Saturday, June 27, 2009

Big Bucks I - Policy

Between the Waxman-Markey climate/energy bill that passed the House of Representatives yesterday, and the upcoming fight on health care reform, there are a couple things to keep in mind. We will deal with the politics in a moment. For right now, it might be nice to address the issue usually discussed under the heading "price tag", as in, "health care reform might be nice, but what's the price tag?"

One of the ways to figure out the "price tag" is to project potential costs-versus-savings in to the future. Now, we all know the limited utility of economic projections, especially in light of the current recession and the financial meltdown from last autumn. Not that either was unpredictable or unpredicted (actually, the recession had begun the beginning of last year, but went unremarked until the entire banking system hung on the brink of collapse). Yet, the timing of the event, its severity, and the political response to it were all highly contingent events, played out against an important Presidential election, making the entire situation volatile. Be these things as they may, there is a certain amount of acceptability to projecting costs-versus-savings. Matt Yglesias has done the service of reprinting a chart from a Conor Clarke article in The Atlantic magazine.

The projected difference in GDP over time with and without Waxman-Markey is that almost-invisible orange stripe.

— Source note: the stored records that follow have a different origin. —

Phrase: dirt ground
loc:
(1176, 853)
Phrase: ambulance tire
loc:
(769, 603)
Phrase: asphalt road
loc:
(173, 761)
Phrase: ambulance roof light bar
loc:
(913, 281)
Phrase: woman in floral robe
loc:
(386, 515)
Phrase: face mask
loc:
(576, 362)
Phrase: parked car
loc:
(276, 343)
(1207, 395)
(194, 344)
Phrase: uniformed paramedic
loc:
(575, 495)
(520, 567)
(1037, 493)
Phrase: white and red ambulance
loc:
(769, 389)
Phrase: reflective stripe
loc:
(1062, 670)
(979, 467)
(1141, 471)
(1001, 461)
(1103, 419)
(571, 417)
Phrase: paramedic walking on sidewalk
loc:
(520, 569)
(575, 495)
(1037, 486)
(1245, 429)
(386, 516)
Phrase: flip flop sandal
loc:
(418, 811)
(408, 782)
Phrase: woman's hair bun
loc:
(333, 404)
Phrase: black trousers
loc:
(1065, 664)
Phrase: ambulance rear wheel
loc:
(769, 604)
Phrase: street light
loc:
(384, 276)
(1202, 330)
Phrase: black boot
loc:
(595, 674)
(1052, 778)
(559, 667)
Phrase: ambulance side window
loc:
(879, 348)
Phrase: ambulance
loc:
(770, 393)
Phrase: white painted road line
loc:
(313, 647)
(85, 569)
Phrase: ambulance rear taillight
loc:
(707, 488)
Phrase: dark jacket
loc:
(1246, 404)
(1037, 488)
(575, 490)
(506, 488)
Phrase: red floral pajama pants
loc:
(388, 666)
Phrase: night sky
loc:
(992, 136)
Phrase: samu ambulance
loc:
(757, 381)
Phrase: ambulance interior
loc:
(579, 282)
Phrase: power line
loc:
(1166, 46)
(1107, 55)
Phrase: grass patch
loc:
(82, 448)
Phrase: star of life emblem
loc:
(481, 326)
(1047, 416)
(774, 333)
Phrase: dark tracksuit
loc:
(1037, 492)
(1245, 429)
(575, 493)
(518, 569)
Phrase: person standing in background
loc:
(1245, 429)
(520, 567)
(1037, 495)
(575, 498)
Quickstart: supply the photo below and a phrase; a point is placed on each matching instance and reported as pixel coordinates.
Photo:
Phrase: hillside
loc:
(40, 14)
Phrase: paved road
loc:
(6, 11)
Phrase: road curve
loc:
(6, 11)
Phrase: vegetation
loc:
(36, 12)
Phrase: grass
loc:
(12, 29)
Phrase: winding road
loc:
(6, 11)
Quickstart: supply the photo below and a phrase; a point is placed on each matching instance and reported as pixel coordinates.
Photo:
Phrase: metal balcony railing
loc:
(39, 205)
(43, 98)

In other words, in terms of prospective dollars, the cost is negligible (the figures from which this graph are taken come from the EPA's own estimates drawn up as part of consideration of the bill).

Bob Cesca does a similar service in re the cost of health care reform.
Via Ezra Klein, here's economist Uwe Reinhardt on the cost of healthcare reform:
A price tag of $1.6 trillion seems immense if one contemplates the figure in the abstract. It is, however, only about 4 percent of the total cumulative health spending of $40 trillion, the amount government actuaries now project for the decade from 2010 to 2020. That is also less than the 6 to 7 percent that total national health spending has increased each year in the past decade.

It is important to note, in defense of those who start getting twitchy when the talk edges past the $1 trillion mark, such numbers are, for all intents and purposes, unfathomable to us. Yet, for precisely this very reason, putting some kind of perspective and context on the numbers becomes all the more important. In other words, while the price tag sounds HUGE, in light of relevant factors, it's really quite small.

These are important points, although in and of themselves quite small. Politicians use these kinds of figures for their own purposes, but us lay folk, who can pressure politicians one way or another, might keep them in mind as the various debates start flying.